How Leaders Can Strength Design Practice
Designers alone can’t fix this issue. Leaders must also consciously choose to cultivate a design mindset:
- Clarify the value of design: Designers are best at creating understanding through creation. Reinforce a culture where designers’ ideas are valued and shared. Make clear that your team’s job is to discover optimal solutions, not just ship outputs. Work with partners to establish expectations on the value design can deliver and what’s truly needed to move forward with a solution.
- Require multiple options: When you interact with a designer’s work, always ask what other options they explored. If they haven’t, ask them to bring you 3-5 more options before you’ll discuss it with them. Create safe spaces where you can allow your designers to experiment freely without fear of criticism or penalty if they take thoughtful risks.
- Lead through uncertainty: Uncertainty is the breeding ground of innovation. Help your team embrace the uncertainty with a design mindset. Creation of multiple solutions allows us to test our understanding and reduce uncertainty. In recent years, the demand for data-driven decision-making has increased, providing the perfect opportunity for rapid data gathering.
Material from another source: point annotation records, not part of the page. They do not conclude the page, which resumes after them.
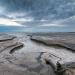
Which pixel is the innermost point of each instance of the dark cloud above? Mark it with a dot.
(48, 9)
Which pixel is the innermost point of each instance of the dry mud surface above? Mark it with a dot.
(19, 55)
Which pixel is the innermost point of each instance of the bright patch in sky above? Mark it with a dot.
(8, 22)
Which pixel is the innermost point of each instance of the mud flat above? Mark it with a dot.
(15, 60)
(23, 55)
(61, 60)
(61, 40)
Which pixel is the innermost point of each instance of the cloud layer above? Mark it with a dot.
(38, 15)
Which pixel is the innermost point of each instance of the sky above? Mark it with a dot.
(37, 16)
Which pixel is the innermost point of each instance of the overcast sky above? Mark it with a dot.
(37, 15)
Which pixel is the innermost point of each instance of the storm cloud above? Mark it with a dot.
(39, 13)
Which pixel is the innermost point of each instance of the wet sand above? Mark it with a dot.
(23, 56)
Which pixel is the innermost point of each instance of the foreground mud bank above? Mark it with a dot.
(16, 60)
(62, 61)
(19, 55)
- Adjust your success metrics: Exploration, highlight successes, and celebrate learning through creation. While it’s important to support partners and stakeholders, guard against speed and “screens handed off” as the measure of success (even though it can be important). Monitor product KPIs to measure the impact of what gets shipped. Measure satisfaction, retention, UXUM lite, and other metrics that show an optimal match between problems and solutions in the real world.
- Guard against design “elitism”: When a stakeholder chooses the “cheapest option”, or decides not to go with the “optimal solution”, resist the urge to overreact. Train your design team to accept decisions around them. The key is to clearly articulate the tradeoffs of the decision. Design isn’t “all or nothing”. Mentor your team through the difficulties of design-based relationships.
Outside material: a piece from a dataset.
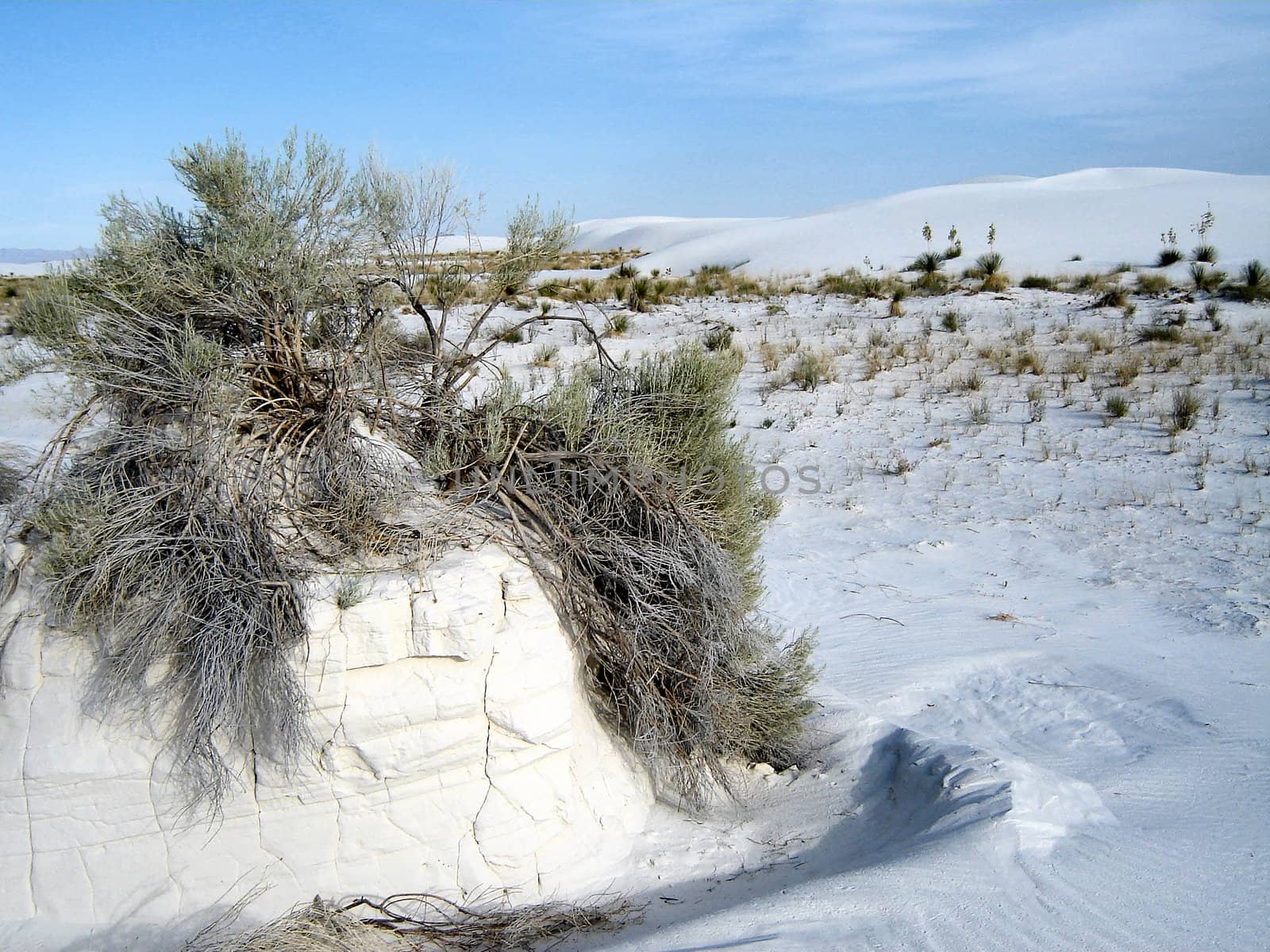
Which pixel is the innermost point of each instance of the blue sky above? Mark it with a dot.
(626, 108)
- Study design. Funny thing. Studying design is here for leaders too. If you want your team to get better, then you’ll have to put in some learning and practice. In addition to the authors above, you should look at books like The Right Kind of Crazy by Adam Steltzner, Creativity Inc by Ed Catmull, Switch by Chip and Dan Heath, and The Innovative Team by Grivas and Puccio.
When you lead by valuing the distinctness of design, designers will follow you to their true role: thoughtful exploration and understanding through creation rather than hurried production.
Embrace the True Nature of Design
Let’s revisit Henry Ford’s workshop again. What made the Model T revolutionary wasn’t the speed or efficiency of Ford’s famous assembly line. It wasn’t the rapid production. It was the value of the product he offered that came through thoughtful, deliberate exploration.

Ford’s team exemplified this integration of thought and action, of planning and construction. In fact, over 50 years later another team under the Ford Motor Company would do it again, and dominating LeMans multiple years in a row. These teams understood that you cannot manufacture your way into innovation. Instead, meaningful solutions emerge from patient exploration and creation used to understand the path forward.
Resist the impulse to quickly patch over symptoms, instead returning deliberately to the core of thoughtful problem-solving. Just like Ford, let your making refine your thinking. That is the essence of true design.